There is some thinking behind the design (although not much because I didn’t have long).

    The Shorty is rear-balanced and I prefer it when bullpups are center balanced or where the balance is just forward of the grip like on the Cricket and Wildcat etc. To shift the balance forward, I had to design it so there was more material in the forearm than in the middle. With this design, the balance is over the trigger guard. 

    The triggerguard / forearm was designed with a flat underside around the center of balance to allow a bipod rail to be attached, or, for it to rest in the palm of my hand for off-hand shooting (which is more likely with the shorty)

    The rounded forend is mainly because I didn’t like the square look of the original stock so I thought I might prefer it without the corners. I do. It also feels much nicer to hold. It’s a more natural grip but still very stable to rest on. 

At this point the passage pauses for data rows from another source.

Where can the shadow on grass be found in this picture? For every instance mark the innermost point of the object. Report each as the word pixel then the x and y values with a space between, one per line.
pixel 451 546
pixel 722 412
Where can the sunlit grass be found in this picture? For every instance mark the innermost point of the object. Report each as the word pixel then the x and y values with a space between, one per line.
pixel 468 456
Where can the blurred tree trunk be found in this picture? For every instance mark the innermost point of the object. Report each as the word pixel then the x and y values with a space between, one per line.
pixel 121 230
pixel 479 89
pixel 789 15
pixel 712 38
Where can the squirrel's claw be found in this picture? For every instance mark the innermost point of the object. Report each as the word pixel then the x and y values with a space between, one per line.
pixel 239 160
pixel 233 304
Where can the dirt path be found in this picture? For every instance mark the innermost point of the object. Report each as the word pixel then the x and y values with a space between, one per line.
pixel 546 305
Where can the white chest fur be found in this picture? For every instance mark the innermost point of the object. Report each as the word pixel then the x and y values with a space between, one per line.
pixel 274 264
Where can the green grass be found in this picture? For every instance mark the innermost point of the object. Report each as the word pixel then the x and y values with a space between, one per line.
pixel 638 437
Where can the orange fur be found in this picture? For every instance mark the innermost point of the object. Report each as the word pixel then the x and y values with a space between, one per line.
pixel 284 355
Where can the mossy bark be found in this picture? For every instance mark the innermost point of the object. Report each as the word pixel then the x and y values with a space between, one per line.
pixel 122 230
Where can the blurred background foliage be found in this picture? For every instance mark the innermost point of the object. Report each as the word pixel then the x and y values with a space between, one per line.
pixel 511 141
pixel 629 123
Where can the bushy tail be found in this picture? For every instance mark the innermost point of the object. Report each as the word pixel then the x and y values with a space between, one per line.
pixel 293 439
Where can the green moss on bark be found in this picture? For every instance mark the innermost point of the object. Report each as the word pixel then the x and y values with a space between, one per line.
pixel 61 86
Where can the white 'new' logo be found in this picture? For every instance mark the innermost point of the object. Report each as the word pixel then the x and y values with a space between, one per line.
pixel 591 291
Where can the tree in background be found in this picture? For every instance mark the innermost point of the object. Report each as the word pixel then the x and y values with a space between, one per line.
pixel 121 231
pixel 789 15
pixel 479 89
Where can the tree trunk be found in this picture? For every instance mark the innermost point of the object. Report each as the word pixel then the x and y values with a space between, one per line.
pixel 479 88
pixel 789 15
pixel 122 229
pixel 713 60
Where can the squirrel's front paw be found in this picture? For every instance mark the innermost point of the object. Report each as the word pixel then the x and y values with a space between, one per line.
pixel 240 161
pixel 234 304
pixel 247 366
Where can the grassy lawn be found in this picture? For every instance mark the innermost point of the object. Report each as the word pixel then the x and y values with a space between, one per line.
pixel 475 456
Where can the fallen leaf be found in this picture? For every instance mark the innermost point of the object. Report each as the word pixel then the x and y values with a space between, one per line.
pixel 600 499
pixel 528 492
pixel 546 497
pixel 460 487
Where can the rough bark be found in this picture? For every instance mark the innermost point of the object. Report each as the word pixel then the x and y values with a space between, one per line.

    I don’t really like the back. The only real “design” with it is the angle of the recoil pad. It’s at an angle instead of straight which I think works better for a bullpup. On other bullpup stocks, I find myself only using the bottom tip of the recoil pad to position it so I don’t have to use high scope rings. That doesn’t make for a stable hold. I borrowed this idea from the FX Bobcat. 

    You should have a go. It’s fun making things. This type of material is very easy to work with because it’s so forgiving. If you make a mistake, you can just add more material and try again. Much easier than wood.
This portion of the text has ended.